Xavier color guard takes part in Kristallnacht-Veteran’s Day commemoration

World War II veterans honored by opening of Liberation and Justice exhibit | November 5, 2004

The Xavier ROTC color guard, among others, is participating in a special, combined Kristallnacht-Veteran’s Day commemoration on Nov. 10 at Cincinnati’s Center for Holocaust and Humanity Education at Hebrew Union College-Jewish Institute of Religion. The event’s highlight is the grand opening of the Center’s latest original exhibition, Liberation and Justice.
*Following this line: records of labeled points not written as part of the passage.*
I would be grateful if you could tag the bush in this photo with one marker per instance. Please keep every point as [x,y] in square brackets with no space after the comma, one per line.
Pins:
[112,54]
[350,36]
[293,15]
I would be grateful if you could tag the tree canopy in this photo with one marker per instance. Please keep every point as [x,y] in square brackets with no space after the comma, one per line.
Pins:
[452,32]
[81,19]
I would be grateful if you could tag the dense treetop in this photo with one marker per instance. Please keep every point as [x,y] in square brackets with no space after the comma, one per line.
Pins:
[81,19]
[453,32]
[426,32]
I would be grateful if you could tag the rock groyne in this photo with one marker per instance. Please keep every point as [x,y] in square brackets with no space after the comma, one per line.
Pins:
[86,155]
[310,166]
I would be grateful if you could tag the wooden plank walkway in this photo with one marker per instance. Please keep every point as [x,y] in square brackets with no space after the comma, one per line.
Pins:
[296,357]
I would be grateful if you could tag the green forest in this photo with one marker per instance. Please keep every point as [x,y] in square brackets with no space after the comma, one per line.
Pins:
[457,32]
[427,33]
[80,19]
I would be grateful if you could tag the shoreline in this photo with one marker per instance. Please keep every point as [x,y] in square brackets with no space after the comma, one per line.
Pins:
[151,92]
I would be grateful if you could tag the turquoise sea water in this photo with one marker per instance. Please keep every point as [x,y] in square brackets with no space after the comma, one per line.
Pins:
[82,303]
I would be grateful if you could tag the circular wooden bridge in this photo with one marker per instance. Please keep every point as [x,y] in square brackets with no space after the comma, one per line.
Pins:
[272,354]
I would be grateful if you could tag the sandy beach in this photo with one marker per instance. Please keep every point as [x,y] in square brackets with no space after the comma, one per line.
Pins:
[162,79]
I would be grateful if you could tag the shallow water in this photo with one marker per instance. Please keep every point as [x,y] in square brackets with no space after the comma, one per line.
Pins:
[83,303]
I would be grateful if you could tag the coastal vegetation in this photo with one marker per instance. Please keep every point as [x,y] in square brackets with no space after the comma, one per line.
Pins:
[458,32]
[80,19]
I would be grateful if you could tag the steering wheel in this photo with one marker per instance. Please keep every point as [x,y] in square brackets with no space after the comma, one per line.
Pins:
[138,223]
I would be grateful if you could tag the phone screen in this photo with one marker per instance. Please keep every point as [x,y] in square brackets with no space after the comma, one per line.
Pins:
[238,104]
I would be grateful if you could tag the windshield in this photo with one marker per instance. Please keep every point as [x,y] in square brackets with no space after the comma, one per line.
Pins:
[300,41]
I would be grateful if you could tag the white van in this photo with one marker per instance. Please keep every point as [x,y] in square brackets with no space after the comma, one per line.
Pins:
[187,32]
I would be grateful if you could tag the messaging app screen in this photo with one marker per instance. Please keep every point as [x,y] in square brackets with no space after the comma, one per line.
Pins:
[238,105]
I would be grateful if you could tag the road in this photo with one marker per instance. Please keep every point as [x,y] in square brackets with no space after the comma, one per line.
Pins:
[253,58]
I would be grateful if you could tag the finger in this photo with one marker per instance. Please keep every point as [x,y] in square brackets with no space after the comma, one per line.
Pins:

A diverse and collaborative program—reflecting the personal stories in the new exhibit—will engage audiences of all backgrounds and ages. Her Excellency Arlette Conzemius, Ambassador of Luxembourg to the United States, will deliver the keynote address and David Eisenhower, grandson of President Dwight D. Eisenhower, will convey a special message. The Xavier University ROTC Color Guard, the Miami University Collegiate Chorale and cellist Lee Fiser of the University of Cincinnati-College Conservatory of Music will contribute to the program.

Mini-guided tours begin at 3:00 p.m. and the official program begins at 5:00 p.m. followed by a reception. WWII veterans from the tri-state area who served in the allied forces will be recognized and honored.

Available to the public year-round, Liberation and Justice is a permanent installation. It integrates eyewitness testimony, interactive technology and historical artifacts to immortalize the courage and integrity demonstrated by America’s greatest generation. These are the veterans’ stories, told by the actual American soldiers who liberated Nazi concentration camps during World War II.

Complementing and completing the story of liberation is the remarkable story of Henry Meyer, a young teenage survivor liberated from Ohrdruf camp, among only a handful found alive. The exhibit also features testimony from John E. Dolibois, author, former U.S. Ambassador to Luxembourg and former vice president of Miami University at Oxford. He relates his experiences as an interrogator of top Nazi war criminals prior to the Nuremberg trials.

“These are real people…neighbors, parents and grandparents who truly changed history,” said Racelle Weiman, director of the Center. “Time is not on our side, so we’re doing everything we can to preserve their extraordinary stories for future generations.”

Liberation and Justice is part of the larger Mapping Our Tears educational exhibit, an exhibit that attracted thousands of people last year.

Mapping Our Tears is truly a national treasure right here in our own backyard,” said a member of the Farmer family, whose foundation made this project possible. WVXU, the Cintas Corporation, SOS Video Communications, Nor-Com Communications, CET (the local PBS affiliate), Cincinnati Pops, UC-CCM and many others contributed to this successful project. US WWII Veterans from across the tri-state donated artifacts, gave testimony, and participated in programs dedicated to preserving their experiences and incorporating their stories into educational programs for future generations.

The public is invited to attend a special unveiling ceremony and reception.